Еще был жив отец, когда он ставил эту дверь. Илларионов, помнится, навестил его в больнице. Отец объяснил, как отыскать мастера. «Кроме него, тебя и… меня, если не умру, – сказал отец, – никто не откроет». «Вряд ли, – усомнился Илларионов-младший, – сейчас есть очень хорошие специалисты. К тому же и безработные. Им терять нечего». «Кто хорошо разбирается в электронике, – улыбнулся отец, – как правило, не так хорошо разбирается в механических замках. Кто умеет вскрывать механические замки, редко соображает в электронике. Это разные вещи для разных людей. Тут нужен штучный человечек». И мастер – застенчивый, похожий на инока, с редкой светлой бороденкой и длинными пальцами пианиста юноша с явно не ему принадлежащим именем Эрик – оказался именно таким штучным человечком. С другими Илларионов-старший без крайней на то необходимости предпочитал дел не иметь.

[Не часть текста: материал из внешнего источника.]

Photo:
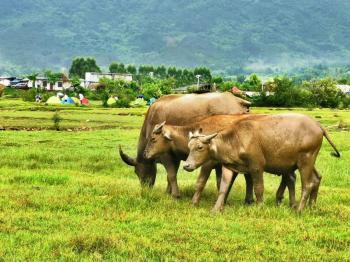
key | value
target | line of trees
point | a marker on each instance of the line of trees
(288, 92)
(182, 76)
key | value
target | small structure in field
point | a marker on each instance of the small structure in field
(345, 89)
(42, 82)
(92, 78)
(6, 80)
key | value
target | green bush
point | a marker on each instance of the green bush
(11, 92)
(29, 95)
(139, 102)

Он пролежал в больнице несколько лет. Иногда Илларионову-младшему казалось, что отец совершенно здоров и лежит в ЦКБ, потому что ему так удобно: отдельная палата, кормят-поят за государственный счет, каждое утро – свежие газеты, доставляют просимые книги, пускают сына, а главное, вокруг чистенько, тихо, никто (кроме лечащего врача) не стоит над душой. «Не надоело тут? – однажды спросил Илларионов-младший. – Перебрался бы на дачу, что ли?» «Да ты что? – едва слышно, одними губами ответил Илларионов-старший. – Только тут я и живой». «Но ведь в полной их… власти, – тоже одними губами возразил Илларионов-младший, – в любой же момент…» «Потому и живой, – неожиданно громко засмеялся отец, – что в любой момент. Соскочившему на ходу с поезда нельзя в лес. Можно только или разбиться насмерть, или стоять столбом у насыпи».

В ту – одну из последних – их встреч Илларионов-младший с сердечной болью отметил, что отец истаивает, догорает как церковная свечка. Его лицо было таким белым, что сливалось с подушкой, и только светились с подушки странным светом зеленые глаза, которые, в отличие от лица, напротив, только набирали яркость. «Тебя тут случаем, не поторапливают?» – незаметно вывел ручкой Илларионов-младший на белой кайме газеты. «Нет, я сам опаздываю», – ответил отец.

Илларионов-младший, впрочем, до сих пор не был в этом стопроцентно уверен. Кажется, дня за два до смерти отца начальник двенадцатого управления генерал Толстой, курировавший в числе прочих возглавляемый Илларионовым-младшим отдел, взял его в лифте на Лубянке за пуговицу пиджака: «Слышал, сынок, строгую дверь поставил на новой квартире?» – весело (как если бы это было самое радостное известие за этот день) подмигнул генерал Толстой. «К новой квартире, товарищ генерал, – растерялся Илларионов-младший, – и дверка новая». Он не ожидал, что новую дверку так скоро проверят на впускаемость. «Вот и я о такой, сынок, чтобы дом рухнул, а она как новенькая, давно мечтаю, – сокрушенно вздохнул (мол, мечтаю, да вот никак не поставлю) генерал Толстой. – Телефончик мастера не подскажешь?» «Не подскажу, – с искренним сожалением развел руками Илларионов, – не оставил он своего телефончика».